Pete paused to yawn and rub his eyes. He let out a long sigh before he continued. "When a human is changed into a genie the soul can't be changed into a genie, but both the genie and the soul have to be placed in the vessel. So the light the genies are seeing are the good part of their soul, that's why some describe the light smaller than others - they weren't so good when they went in. While the dark, is the bad part of their soul, and it wants to get out and cause hell. When a genie is released, the soul must go back to them. The light and those shades of light and dark go too, but that darkest evil stays behind; like sand in water. But it doesn't want to stay there and it will call the human that released the genie to release it too."

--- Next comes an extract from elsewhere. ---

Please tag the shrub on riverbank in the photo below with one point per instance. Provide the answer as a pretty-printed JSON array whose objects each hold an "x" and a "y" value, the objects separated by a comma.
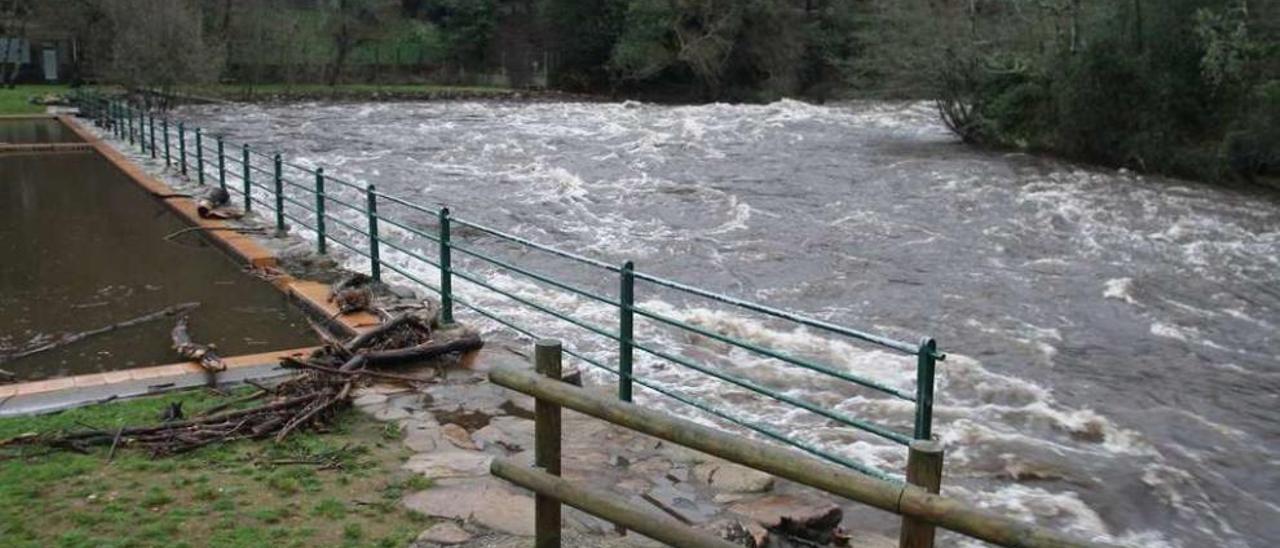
[{"x": 1188, "y": 90}]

"Evil Pete is that evil but from where?" Artie asked. "You were never a genie."
"I asked that too. They told me that sometimes someone who lets a genie go is unique and they attract these evil souls like a lighthouse. Usually, though, not enough genies are released to causes too much trouble and the Circle can help the person. But… I released twenty-seven of them." Pete let his head droop and his eyes almost closed.
"We can talk more in the morning," Artie offered. "You can barely stay awake, Pete."
Pete shook his head. "I gotta tell you everything. I came straight home to tell you everything."
"So what does this Evil Pete want with you?" Myka asked.
"These things can possess humans like demons. They start by wearing the person down to make them vulnerable, like a disease, and then… They think he wants to destroy humanity and use me to do that. Remember that whole unique human comes along part? Well… there's that. They said I'd be like a miniature planet bomb if he gets a hold of me." With a slight shake of his head, Pete quietly added. "They also can't help me – the most they've ever stopped was five or six, not twenty-seven."
"Are you saying…" Steve leaned in, staring at Pete. "We're on our own to figure out how to stop these things? They had no advise, no weapons, nothing?"
Pete lifted his tired eyes, staring at Steve. Slowly he nodded. Steve looked at everyone – he wanted to say something but he didn't even know what to say.
"Go home and get some sleep, Pete," Artie told him. "He's not coming for you tonight. He's still looking for someone for some reason and he hasn't found that person."
Pete closed his eyes. "I am so sorry."
"For what?"
"Genna was just a little girl and I… I'm sorry for starting this."
Myka slid her arms around him, hugging him.
"This wasn't your fault, Pete," Artie told him. "There are a lot of things none of us knew would happen. But now we fix it. We fix it like we always do."
Pete looked at him. That's when Artie saw it. Pete wasn't just exhausted, he was hopeless.
Artie found himself worrying that Pete, who was always the most optimistic of the group, had lost hope. It left a cold stone in Artie's stomach to think Pete may be teetering on the edge of his personal rock bottom because Artie knew that the last time that had happened. His agent fell into a bottle, came close to dying before he found his way back out, and nearly destroyed his career. Artie made Pete a silent promise in that moment. He would keep his agent safe from his evil doppelgänger, and himself, no matter what it took.